It’s been eight years since the beginning of the American military theater in Iraq. If you don’t know anyone in the military and rely on the media for your truth, it’s easy to forget that there still is a war going on over there. The facts get blurred with the next headline. How and why the war came to be gets buried in the landfill, along with old newspapers that contained its storyline.
George Packer’s “The Assassins’ Gate” brings the reality of the war back to light. It is an interesting mix of genres. Part history, travelogue, investigative journalism, and polemic, the author is able to mix these disparate tones with a seamless narrative taking a broad view. He compiles vast data into something digestible and comprehensive. His narrative begins with the history of neoconservatism and its roots, and how it led the United States’ eventual involvement in Iraq. He describes the myriad of motives that compel the actors and players to take action they do in that country. The timeline reads like a spy novel except it is real, and the author’s summary makes the chain reaction sound so incredible it can’t be made up. It is like reading intelligent gossip. Chapters such as the geopolitical involvement of Iraqi exiles in Western foreign policy, and Shia tribal leaders versus former Baathist Sunnis, also take this tone. Packer is a master in making the minutiae of politics seem exciting.
Into this backdrop of political chess games and endgames are the pawns of people trying to make a life, one way or the other. This is where the author excels in his story, for while his political narrative is like a good Robert Ludlum novel, he is able to bring the human side to the war without being too emotionally removed or too sappy. The author interviews individuals like coalition military men on the ground, everyday Iraqis in many settings, and an American father who lost his son in the war, just to name a few. All these players are woven into the fabric of the war without unraveling the tapestry. Far from making it too confusing, the many interviews lend a texture to the military theater that tends to be missing from sound bites in the evening news or ranting bloggers who never visited the country.

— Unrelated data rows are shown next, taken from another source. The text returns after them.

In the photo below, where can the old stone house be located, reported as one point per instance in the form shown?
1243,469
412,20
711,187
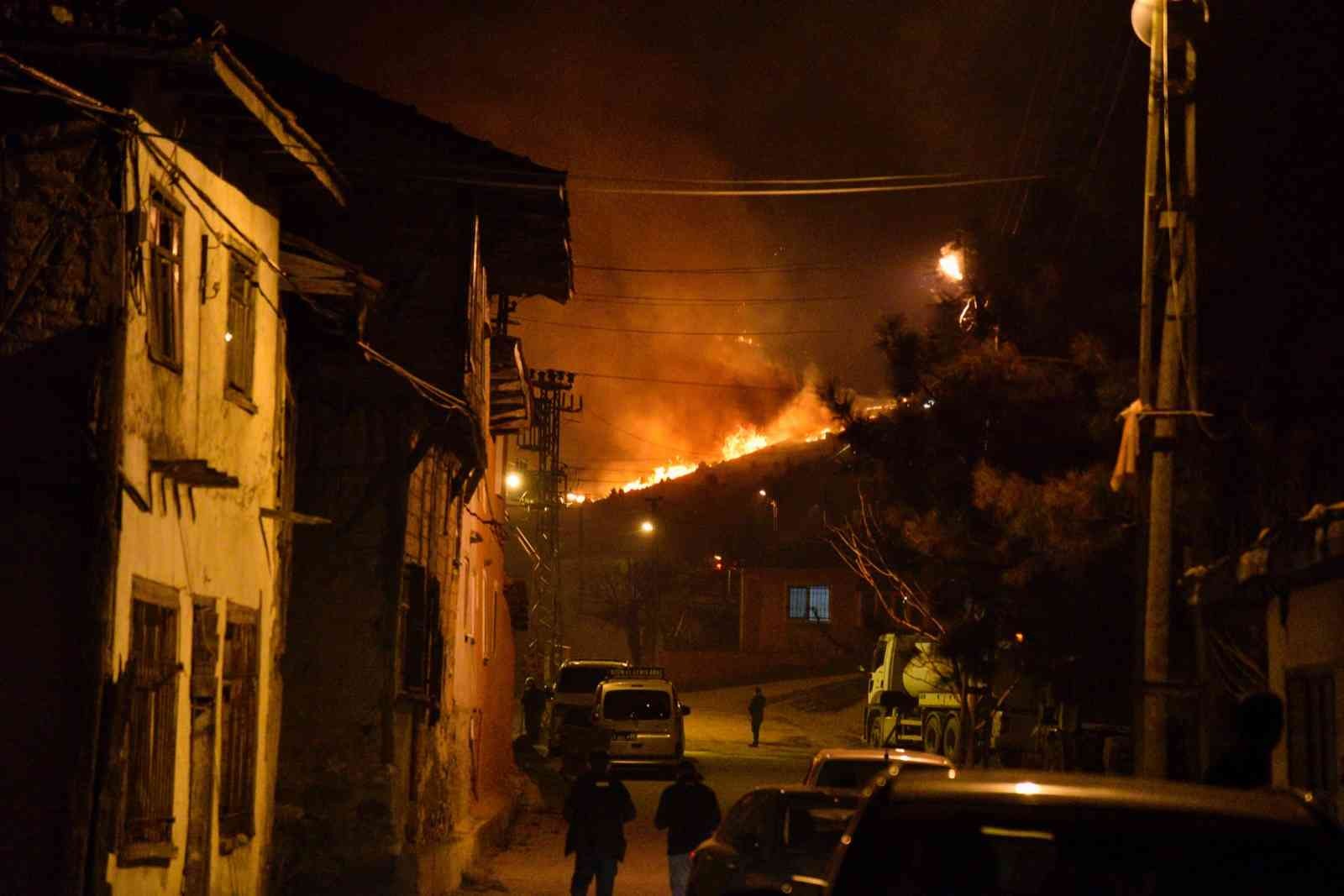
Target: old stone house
1269,618
396,750
145,468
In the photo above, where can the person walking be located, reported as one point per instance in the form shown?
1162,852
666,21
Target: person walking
534,705
597,812
756,708
1247,763
689,810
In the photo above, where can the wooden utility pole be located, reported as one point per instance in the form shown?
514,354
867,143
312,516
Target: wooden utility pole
1171,199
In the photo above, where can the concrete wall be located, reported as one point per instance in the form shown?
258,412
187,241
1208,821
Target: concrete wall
699,669
765,624
203,543
1305,634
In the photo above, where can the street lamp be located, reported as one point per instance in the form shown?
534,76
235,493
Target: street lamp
952,262
774,508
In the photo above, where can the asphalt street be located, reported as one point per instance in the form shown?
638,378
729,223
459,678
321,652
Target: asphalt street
801,718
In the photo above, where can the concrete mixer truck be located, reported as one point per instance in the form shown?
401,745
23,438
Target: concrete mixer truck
911,703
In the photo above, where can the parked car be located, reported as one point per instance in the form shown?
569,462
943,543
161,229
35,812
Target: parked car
773,840
571,694
853,768
1008,832
642,718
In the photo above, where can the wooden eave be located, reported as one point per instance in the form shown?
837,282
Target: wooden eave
215,89
511,399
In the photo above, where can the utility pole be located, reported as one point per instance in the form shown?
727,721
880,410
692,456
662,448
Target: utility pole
551,398
1168,206
654,501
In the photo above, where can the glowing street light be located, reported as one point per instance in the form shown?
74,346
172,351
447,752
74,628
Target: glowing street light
951,264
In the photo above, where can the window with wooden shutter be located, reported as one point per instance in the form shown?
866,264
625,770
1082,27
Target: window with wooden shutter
147,810
241,333
239,708
165,251
1312,759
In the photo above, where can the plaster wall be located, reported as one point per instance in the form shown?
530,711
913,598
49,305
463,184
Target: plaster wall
203,543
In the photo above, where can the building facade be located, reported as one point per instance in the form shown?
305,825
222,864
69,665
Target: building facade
145,317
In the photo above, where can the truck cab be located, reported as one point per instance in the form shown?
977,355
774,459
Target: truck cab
571,694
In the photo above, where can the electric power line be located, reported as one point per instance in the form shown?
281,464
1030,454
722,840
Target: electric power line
665,332
786,390
655,301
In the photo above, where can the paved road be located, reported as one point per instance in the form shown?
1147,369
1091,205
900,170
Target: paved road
801,718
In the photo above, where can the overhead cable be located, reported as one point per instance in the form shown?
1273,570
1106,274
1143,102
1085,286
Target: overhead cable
786,390
665,332
618,298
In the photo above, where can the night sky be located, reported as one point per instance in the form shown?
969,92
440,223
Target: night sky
753,90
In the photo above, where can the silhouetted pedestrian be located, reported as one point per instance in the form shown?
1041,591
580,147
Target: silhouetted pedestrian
534,705
597,810
690,812
756,708
1247,763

War is a ripple effect that influences and touches many people. The longer a war drags on, it seems, the more likely it is relegated to nothing more than an abstract issue of foreign policy. It may become easy to forget war’s long-term consequences, or how far reaching those consequences are. “The Assassins’ Gate” is a wide-angle view of a war which reminds us how long war’s hand stretches. The book is a vivid narrative of the human drama that results when the halls of government decide to play with the lives of others, and how real that drama is.